Intervenção de Agostinho Lopes na Assembleia de República

Agricultura – a continuação do desastre

1. A soberania e a segurança alimentares
Toda a situação nacional e internacional coloca na agenda política o problema da produção agro-alimentar, o problema da soberania e segurança alimentares do País. A FAO alerta, como grande desafio das próximas décadas, satisfazer o crescimento da procura de alimentos. E, nas conclusões do seu Relatório de 2012 «Investir na agricultura para um futuro melhor», sublinha que são sinais do desafio a persistência de níveis elevados de subnutrição em todo o mundo e as tendências altistas dos preços dos produtos agrícolas.

Não precisávamos do susto de 2008 para estarmos vigilantes! Esta não é apenas uma questão de economia. É uma dimensão que tem de integrar o conceito estratégico de defesa nacional.

Particularmente no que diz respeito produções estratégicas – cereais, oleaginosas e proteaginosas, carne e leite, hortofrutícolas.

É por isso que não basta o objectivo proclamado pela ministra da Agricultura e do governo de um equilíbrio em valor da produção agro-alimentar em 2020! O País não pode substituir níveis razoáveis de produção de cereais ou leite por floresta intensiva de eucalipto, ou mesmo por produção intensiva de azeite. Mesmo que o resultado seja uma balança agro-alimentar com excedentes. A soberania agro-alimentar do País não pode navegar ao sabor da roleta e da especulação da Bolsa de Chicago! A que acresce um problema de ordenamento do território, com a necessária presença de produção agrícola em todas as regiões, assegurando actividade económica e emprego, combatendo a desertificação e o despovoamento do mundo rural, que hoje atinge área substancial do País.

É por isso que é completamente errada e desastrosa uma actividade agrícola orientada/focada no critério da competitividade preço! Que sabemos, guiou e guia a PAC e as políticas agrícolas de direita dos últimos 30 anos? Que, como a experiência demonstra, nem a balança agro-alimentar, em valor, equilibrou. Bem pelo contrário.

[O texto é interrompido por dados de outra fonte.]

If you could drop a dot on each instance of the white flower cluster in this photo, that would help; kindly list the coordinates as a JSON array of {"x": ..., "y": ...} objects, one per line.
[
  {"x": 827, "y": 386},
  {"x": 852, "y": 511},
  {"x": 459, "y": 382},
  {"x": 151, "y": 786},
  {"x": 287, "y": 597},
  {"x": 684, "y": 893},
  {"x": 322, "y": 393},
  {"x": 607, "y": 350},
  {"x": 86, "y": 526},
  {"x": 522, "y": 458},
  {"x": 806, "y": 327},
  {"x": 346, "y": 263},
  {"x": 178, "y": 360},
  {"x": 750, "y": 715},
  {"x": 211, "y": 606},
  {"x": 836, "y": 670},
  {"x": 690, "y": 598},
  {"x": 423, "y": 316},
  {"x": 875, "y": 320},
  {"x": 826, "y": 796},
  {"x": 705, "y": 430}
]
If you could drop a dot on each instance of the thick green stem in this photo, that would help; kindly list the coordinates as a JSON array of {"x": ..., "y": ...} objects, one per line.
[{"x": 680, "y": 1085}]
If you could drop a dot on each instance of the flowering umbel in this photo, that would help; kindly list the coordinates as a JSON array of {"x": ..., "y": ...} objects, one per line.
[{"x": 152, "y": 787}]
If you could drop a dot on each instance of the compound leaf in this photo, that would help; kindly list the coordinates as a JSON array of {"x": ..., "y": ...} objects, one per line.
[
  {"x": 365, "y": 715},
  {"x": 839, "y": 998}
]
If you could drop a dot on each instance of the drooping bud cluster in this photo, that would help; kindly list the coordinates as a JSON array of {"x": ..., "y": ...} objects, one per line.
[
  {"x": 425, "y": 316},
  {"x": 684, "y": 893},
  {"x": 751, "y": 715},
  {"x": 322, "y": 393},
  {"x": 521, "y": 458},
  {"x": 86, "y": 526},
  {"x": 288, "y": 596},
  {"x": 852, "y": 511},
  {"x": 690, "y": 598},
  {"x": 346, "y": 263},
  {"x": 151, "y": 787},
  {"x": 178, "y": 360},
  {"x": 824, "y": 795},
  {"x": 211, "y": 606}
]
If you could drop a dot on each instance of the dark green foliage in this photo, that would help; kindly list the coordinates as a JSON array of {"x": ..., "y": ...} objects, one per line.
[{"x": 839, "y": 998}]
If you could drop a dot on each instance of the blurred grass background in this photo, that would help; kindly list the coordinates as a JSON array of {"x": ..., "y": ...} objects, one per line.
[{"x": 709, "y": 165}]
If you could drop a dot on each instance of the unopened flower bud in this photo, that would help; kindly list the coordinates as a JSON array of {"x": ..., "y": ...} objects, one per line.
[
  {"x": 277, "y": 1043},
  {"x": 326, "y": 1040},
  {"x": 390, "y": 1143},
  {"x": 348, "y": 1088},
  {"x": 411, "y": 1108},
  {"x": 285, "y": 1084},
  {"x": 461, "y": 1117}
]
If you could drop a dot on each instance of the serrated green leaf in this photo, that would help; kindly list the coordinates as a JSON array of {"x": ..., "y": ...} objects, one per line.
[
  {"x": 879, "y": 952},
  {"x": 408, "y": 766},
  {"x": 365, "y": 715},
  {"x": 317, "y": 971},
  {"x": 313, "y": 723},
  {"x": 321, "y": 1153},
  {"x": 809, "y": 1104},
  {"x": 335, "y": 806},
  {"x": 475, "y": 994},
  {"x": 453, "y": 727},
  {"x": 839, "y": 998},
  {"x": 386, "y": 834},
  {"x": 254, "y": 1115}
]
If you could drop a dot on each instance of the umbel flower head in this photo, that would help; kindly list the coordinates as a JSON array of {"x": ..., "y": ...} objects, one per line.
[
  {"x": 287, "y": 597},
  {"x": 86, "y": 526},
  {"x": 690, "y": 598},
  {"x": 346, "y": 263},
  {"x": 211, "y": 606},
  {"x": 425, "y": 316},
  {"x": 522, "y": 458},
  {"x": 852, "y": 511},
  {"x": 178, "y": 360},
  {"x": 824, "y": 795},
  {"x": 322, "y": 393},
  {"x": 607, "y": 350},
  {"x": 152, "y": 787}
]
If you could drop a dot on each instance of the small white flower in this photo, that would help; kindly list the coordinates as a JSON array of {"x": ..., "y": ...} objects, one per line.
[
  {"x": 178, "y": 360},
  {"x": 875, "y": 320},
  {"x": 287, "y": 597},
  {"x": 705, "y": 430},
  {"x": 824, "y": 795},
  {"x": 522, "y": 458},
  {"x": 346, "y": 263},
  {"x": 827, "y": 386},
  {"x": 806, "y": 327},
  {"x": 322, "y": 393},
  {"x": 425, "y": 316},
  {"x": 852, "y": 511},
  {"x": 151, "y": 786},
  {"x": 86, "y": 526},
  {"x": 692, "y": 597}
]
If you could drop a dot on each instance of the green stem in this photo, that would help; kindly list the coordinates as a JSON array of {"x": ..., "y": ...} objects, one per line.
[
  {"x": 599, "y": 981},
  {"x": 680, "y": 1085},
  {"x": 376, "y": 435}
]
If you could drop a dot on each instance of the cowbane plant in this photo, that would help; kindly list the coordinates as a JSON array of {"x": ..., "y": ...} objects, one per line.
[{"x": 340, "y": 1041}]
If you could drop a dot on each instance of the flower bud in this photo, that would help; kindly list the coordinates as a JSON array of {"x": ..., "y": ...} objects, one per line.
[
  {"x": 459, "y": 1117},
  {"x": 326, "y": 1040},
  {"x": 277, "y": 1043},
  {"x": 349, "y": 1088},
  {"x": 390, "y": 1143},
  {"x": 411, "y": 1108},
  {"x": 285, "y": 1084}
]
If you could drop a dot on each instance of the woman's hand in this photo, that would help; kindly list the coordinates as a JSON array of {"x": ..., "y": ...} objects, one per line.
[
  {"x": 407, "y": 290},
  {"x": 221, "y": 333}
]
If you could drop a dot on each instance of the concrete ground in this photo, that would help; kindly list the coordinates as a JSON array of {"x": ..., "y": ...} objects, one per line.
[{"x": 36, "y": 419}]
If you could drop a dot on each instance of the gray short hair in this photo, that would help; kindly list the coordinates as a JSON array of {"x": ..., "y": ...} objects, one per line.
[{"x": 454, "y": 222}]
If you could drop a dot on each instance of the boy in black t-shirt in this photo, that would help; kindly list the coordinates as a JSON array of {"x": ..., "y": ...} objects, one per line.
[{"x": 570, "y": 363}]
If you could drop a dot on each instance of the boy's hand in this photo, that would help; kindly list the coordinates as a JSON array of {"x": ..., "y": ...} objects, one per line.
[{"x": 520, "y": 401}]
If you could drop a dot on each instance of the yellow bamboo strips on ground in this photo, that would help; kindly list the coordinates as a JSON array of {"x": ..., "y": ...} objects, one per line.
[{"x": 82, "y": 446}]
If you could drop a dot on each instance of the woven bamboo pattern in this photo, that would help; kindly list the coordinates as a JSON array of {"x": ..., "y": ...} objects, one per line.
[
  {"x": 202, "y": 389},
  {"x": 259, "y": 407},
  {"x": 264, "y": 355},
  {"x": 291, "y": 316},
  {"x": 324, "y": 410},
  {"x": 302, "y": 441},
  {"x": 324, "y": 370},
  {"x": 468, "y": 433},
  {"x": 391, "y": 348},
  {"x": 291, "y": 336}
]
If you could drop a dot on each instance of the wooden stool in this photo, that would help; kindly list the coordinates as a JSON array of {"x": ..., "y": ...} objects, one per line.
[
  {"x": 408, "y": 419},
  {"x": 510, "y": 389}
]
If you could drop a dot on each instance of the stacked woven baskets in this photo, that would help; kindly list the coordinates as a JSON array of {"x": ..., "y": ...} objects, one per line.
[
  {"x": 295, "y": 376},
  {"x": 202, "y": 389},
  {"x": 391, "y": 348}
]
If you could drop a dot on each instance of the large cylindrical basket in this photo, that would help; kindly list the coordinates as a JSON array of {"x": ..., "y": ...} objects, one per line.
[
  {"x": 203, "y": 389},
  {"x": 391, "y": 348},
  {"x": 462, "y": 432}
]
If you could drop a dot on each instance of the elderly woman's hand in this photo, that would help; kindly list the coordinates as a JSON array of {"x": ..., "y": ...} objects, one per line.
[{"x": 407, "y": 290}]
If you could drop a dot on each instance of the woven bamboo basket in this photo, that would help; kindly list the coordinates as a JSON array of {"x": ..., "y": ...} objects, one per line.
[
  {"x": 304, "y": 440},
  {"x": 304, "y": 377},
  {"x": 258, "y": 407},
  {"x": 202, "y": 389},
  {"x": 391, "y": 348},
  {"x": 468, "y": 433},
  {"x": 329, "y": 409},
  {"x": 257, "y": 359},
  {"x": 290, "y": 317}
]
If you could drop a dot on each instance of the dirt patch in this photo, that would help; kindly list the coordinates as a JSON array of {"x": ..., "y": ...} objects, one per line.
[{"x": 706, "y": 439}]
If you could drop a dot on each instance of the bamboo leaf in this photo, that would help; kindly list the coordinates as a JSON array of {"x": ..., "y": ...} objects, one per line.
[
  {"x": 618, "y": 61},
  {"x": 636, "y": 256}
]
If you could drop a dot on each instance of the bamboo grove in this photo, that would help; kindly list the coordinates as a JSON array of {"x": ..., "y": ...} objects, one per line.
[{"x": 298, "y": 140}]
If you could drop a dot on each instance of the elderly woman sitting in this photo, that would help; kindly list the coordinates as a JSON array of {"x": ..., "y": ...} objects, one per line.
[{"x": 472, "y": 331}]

2. O faz-de-conta agrícola do PSD/CDS

Ora, passados 18 meses de governo PSD/CDS (não são 18 dias), o que temos é a continuidade absoluta das políticas agrícolas dos governos PS/Sócrates, dos governos PSD/CDS e Durão/Santana e Portas, dos governos PS/Guterres, dos governos de Cavaco Silva, etc. (quando não o vazio completo). Nos seus eixos essenciais, nos seus objectivos e critérios centrais. Nas suas orientações e práticas. A começar pela mesma abordagem da PAC e dos comandos de Bruxelas. Não basta, por importante que seja, um convívio diferente com as Associações Agrícolas!

PSD e CDS fazem um notável esforço para disfarçar, nomeadamente o CDS, sempre a «escudar» a sua ministra.

Assinalemos a Declaração Política do PSD da passada semana, vítima de «encandeamento estatístico», procurando fazer passar o aumento do «rendimento da actividade agrícola por unidade de trabalho, por aumento da produção agrícola, quando, de facto, o Valor Acrescentado Bruto (VAB) recuou! De forma ligeira, mas com decréscimo nominal, -0,3%! Esquecendo que o «rácio estatístico» resultou da concentração em 2012 de ajudas agrícolas e do menor valor do denominador – redução dos activos agrícolas – isto, mesmo sem contabilizar milhares de trabalhadores imigrantes sem direitos na segurança social, ou pequenos agricultores, que formalmente desistiram de ser agricultores, cortando, por impossibilidade, com as suas contribuições para a segurança social! Coisa extraordinária, os 20% de RPU em atraso, que deveriam ter sido pagos em 2011, dão um contributo notável para o aumento do rendimento estatístico agrícola em 2012!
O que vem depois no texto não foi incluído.